Снег все еще шел, белыми, крупными хлопьями оседал прямо ему на лицо. И уже не таял. В ушах безжалостно свистел ветер. Неестественный невыносимый холод криокамеры обжигал и прожигал насквозь, пробираясь в каждую клеточку его парализованного тела.
— Х… хо… холодно, — безудержно клацая зубами, просипел солдат, абсолютно безучастно наблюдая тщетные попытки его согреть. — Мне… о… очень хо… холодно, Ди… Ди…
— Ди-Ди, и я почти рада, что хотя бы гипотермия вынудила тебя на уменьшительно-ласкательное в мой адрес, но ответь, дурачок, ты зачем…
Глаза у него вдруг стали такие огромные и обиженные, громче любых слов кричащие: «Разве это я? Разве я сам в пропасть с того поезда прыгнул? Разве я сам себя пытал, а после заживо заморозил?» Она не посмела закончить мысль, а он, промерзший до кости и едва способный двигаться, льнул к теплоте ее тела, к прикосновениям-не ударам, словно выловленный из проруби слепой щенок.
Она уже совершила достаточно, уже предала слишком много убеждений, в числе которых клятва «Не навреди», она уже взяла на свою душу достаточно смертных грехов, чтобы всерьез переживать еще об одном. Ему нужен был кто-то живой рядом, нужно было человеческое тепло, и она готова была этим теплом поделиться, потому что лишь она могла, лишь ее одну он подпускал.
Его губы синюшные, мертвенно ледяные, искусанные в кровь и от этого шершавые: они царапали и обжигали холодом. Он ничего про это не помнил, не знал, а если вдруг и помнил что-то, то, наверняка, боялся, поэтому сначала никак не реагировал на ее действия, и это останавливало, отталкивало. Необходимость и желание согреть, наоборот, подталкивало, поэтому она с готовностью взяла инициативу на себя, заведомо согласная гореть за это в аду.

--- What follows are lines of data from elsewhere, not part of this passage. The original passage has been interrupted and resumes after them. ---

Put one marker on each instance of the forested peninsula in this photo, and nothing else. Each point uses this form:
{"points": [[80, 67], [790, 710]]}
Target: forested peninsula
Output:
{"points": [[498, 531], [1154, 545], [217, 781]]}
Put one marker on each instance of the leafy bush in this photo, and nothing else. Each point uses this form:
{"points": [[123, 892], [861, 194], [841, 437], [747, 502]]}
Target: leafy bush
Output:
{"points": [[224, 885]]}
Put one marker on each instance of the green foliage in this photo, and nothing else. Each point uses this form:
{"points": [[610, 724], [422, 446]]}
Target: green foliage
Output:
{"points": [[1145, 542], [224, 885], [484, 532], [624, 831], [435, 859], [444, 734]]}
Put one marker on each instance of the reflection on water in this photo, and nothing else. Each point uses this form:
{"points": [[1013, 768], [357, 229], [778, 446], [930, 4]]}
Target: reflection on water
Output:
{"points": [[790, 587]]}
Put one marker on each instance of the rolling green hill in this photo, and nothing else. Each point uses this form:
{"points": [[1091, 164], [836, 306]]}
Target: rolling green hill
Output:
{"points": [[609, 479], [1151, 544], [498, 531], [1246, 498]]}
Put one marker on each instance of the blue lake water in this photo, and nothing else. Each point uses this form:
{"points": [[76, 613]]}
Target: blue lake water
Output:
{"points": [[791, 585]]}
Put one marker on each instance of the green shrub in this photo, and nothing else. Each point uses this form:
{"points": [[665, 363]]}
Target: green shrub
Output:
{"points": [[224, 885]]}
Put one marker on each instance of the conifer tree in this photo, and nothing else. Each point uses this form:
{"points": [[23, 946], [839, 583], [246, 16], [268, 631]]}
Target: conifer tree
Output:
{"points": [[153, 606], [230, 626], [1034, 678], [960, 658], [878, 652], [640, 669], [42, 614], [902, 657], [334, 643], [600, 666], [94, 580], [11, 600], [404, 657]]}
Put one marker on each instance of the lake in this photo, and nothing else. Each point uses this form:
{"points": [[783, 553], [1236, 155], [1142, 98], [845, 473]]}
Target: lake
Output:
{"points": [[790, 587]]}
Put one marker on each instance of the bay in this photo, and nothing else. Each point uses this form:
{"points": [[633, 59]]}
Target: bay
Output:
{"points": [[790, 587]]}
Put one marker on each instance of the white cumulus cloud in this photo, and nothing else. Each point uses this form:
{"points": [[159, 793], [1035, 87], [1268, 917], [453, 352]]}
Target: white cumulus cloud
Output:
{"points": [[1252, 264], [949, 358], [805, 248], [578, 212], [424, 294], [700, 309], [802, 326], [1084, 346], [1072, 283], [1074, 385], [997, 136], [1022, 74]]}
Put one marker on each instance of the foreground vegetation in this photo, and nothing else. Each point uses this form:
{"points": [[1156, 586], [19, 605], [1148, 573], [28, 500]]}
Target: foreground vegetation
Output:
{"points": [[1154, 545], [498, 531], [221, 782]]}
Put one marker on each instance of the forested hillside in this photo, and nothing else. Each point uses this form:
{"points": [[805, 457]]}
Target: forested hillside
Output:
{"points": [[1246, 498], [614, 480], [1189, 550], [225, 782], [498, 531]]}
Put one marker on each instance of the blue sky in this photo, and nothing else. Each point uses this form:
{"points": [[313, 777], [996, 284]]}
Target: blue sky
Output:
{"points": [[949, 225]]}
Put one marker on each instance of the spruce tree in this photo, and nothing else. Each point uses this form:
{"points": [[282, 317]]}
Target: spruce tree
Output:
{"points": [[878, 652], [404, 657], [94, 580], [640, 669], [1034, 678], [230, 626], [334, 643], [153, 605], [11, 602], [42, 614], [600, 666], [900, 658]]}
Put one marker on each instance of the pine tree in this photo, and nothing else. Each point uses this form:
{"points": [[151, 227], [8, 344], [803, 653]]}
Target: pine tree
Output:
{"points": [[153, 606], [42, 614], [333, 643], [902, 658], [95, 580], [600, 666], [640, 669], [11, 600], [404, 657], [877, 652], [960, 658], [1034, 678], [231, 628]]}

Даже если из него выжгли все эмоции, выбили всю телесную память, должны были сохраниться и сработать инстинкты. Инстинкты — основа, их не так-то просто отключить…
Непросто. Невозможно.
Неопределенное время спустя сержант Барнс лежал на узкой кровати, как можно теснее (ровно настолько, насколько позволяла проклятая железная рука) прижавшись к теплому телу и спрятав голову на женской груди, где так успокаивающе билось живое… человечное? человеческое? сердце. Ему было тепло, ему было спокойно, он помнил свое имя, не имя Солдата, не нечто абстрактное — свое имя на женских губах — он не был брошен в одиночестве на растерзание кошмарам. Но уснуть все равно не получалось, сон упрямо не шел, а мысли неслись скорым поездом в неведомую даль, почти также, как тот роковой… грузовой, что скинул его с себя подобно дикой лошади.
Железная рука по-прежнему доставляла ему неудобство, делала неуклюжим, мешалась, ощущалась чужой, но он все еще хорошо помнил, какой-то особенной моторной памятью, как выбираться из постели незамеченным.
Не выспавшиеся, злые охранники вряд ли оставили душевую открытой и очень вряд ли его не пристрелят, если он снова туда сунется. Но ему вдруг отчаянно, до внезапного невыносимого зуда захотелось именно вымыться. Не просто встать под поток воды и слушать мерный шелест капель об пол — отмыться. Мочалкой, мылом, щеткой, всем, что под руку подвернется, драть тело до тех пор, пока кожа не слезет, потому что это — все это до тошноты унизительно, до слез.
Его мозг мог быть неизлечимо прожарен и отравлен, он мог не помнить очевидных вещей, но он совершенно точно не был идиотом. Все еще… не был.
Кровать прогнулась едва заметно и чуть слышно скрипнула от чужого движения. Солдат напрягся всем телом и стиснул зубы.
— Баки? — теплая рука вскользь коснулась спины, и Барнс едва не завыл. — Давай же, тебе нужно отдохнуть…
В ушах звучит хлесткий удар, и скула вспыхивает фантомной болью.
— Подъем, сержант Барнс! Спать не позволено. Вы не заслужили.
— Баки, — настойчиво звучит в настоящем, и солдат не выдерживает.
— Хватит! — кричит он раздраженно и нетерпеливо. — Хватит, прекрати это!
— Прекратить что?.. — сонный голос звучит растеряно, так правдоподобно, что на секунду ему кажется, он не сможет, но… — Тебе не нравится Ба…
Что-то щелкает в нем, что-то страшное, выросшее из пустоты на месте обиды, стыда и крайней степени унижения. Он оборачивается резко, бьет наотмашь живой рукой, и когда она падает, хватает за горло металлической.